P.S. I wasn’t exactly putting myself down by putting myself in the same sentence as FLW. I’m proud of my work. Though doesn’t every artist compare herself to those who precede her? That seems inevitable. Besides, I don’t feel bad that I’m not FLW or Eileen Gray or whoever. Benji is more the one who fears that History is going to sweep him under the rug. Not me so much. I understand his hunger for recognition. But I’ve never wanted it in the same way.
From: Max Davis
Sent: December 3, 2012
To: Claudia Fisher
Subject: Soufflé’s in the oven
C—
Do you think it’s odd how often I’ve been back to Alluvia since September? My mom thinks it’s way too much. I know this because she & I have started talking again. I feel like we’re hashing out the Treaty of Versailles, taking it slow, but she’s trying. Who knows? I’ve spent most of the fall with Navi in Dallas, but when I get homesick—or just sick of him, lol—I seem to end up with your family. My family, too, I guess I should say. I wish I’d known your dad before he got sick. Most of the time he thinks I’m Benji, which I don’t mind but I think Benji does. Evelyn offers me the big bedroom on the third floor, but I prefer to stay in Henry’s study & even with all the stuff that’s happening with your dad, it feels peaceful to me there. I get a glimpse of him. For whatever reason, I work better there than anywhere else, which makes me think maybe he left the place charmed. Then there’s Nick. He’s so sweet & available. He offers to fly me up pretty much every weekend like I’m in college & have no money, but he always wants to do these father/son things that I’m not sure actual fathers & sons do—fishing, football.
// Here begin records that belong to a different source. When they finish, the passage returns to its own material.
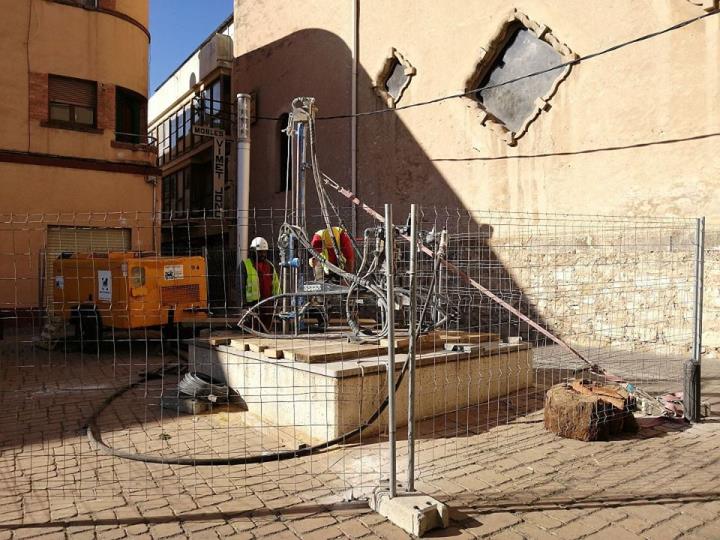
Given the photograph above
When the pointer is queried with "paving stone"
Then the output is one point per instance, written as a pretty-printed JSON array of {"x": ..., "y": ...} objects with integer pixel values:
[
  {"x": 166, "y": 530},
  {"x": 492, "y": 523},
  {"x": 528, "y": 530},
  {"x": 354, "y": 528},
  {"x": 581, "y": 527},
  {"x": 310, "y": 524},
  {"x": 613, "y": 532}
]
Last time he asked if I wanted a PlayStation. It’s like he has this checklist that we’re working our way through. He even mentioned camping—talk about ax murderers!—but don’t say anything. I’m not sure he’d know I’m joking. Can I ask you something? What’s the deal with you two? You can tell me to mind my own business. Navi’s always telling me how nosy I am. He says if I didn’t stick my nose in other people’s shit, I’d have nothing to smell. Except he doesn’t say shit, because he’s Navi.
M.
From: Max Davis
Sent: December 9, 2012
To: Claudia Fisher
Subject: Did I offend?
Claudia:
Haven’t heard from you in a while, so I wanted to check in. I know you’re super busy, so don’t feel like you have to write back, but I’m afraid I may have pissed you off with my last message. Forget I asked about you & Nick. It really is none of my business.
Still your friend,
Max
From: Claudia Fisher
Sent: December 10, 2012
To: Max Davis
Subject: Honeybear:
A brief story: my father, as I’m guessing you’ve gathered from what Benji has told you, could be—let’s say—cantankerous. Not all the time. But he
was
a man used to having his way, and he didn’t like more people than he did because he thought most of them were silly and inconsequential and getting in the way. Those are his words, and it’s always astounded me that a man who wrote with such understanding would ever think of anyone as inconsequential. In other words, it was difficult to imagine him calling anyone “honeybear.” But once in a while, when he was feeling tender (or maybe when he was simply tired and his defenses were down) you’d hear him come out with it. I got a C in algebra. Benji fell off his bike. Actually, I think he said it more often to Benji, though Benji would never admit to that. It adds too much shading to the stick monster he’s made Daddy out to be. But that’s a story for another day. I tell you all of this to say that I am my father’s daughter and that the word “honeybear” comes no easier to me than it did to him. I think I’ve said it one time, to Oliver, maybe, after he stubbed his toe. So know that you didn’t piss me off. I have, in fact, been busy. (And I’m only halfway through those exams!) But that’s no excuse to go MIA. I’ll do better.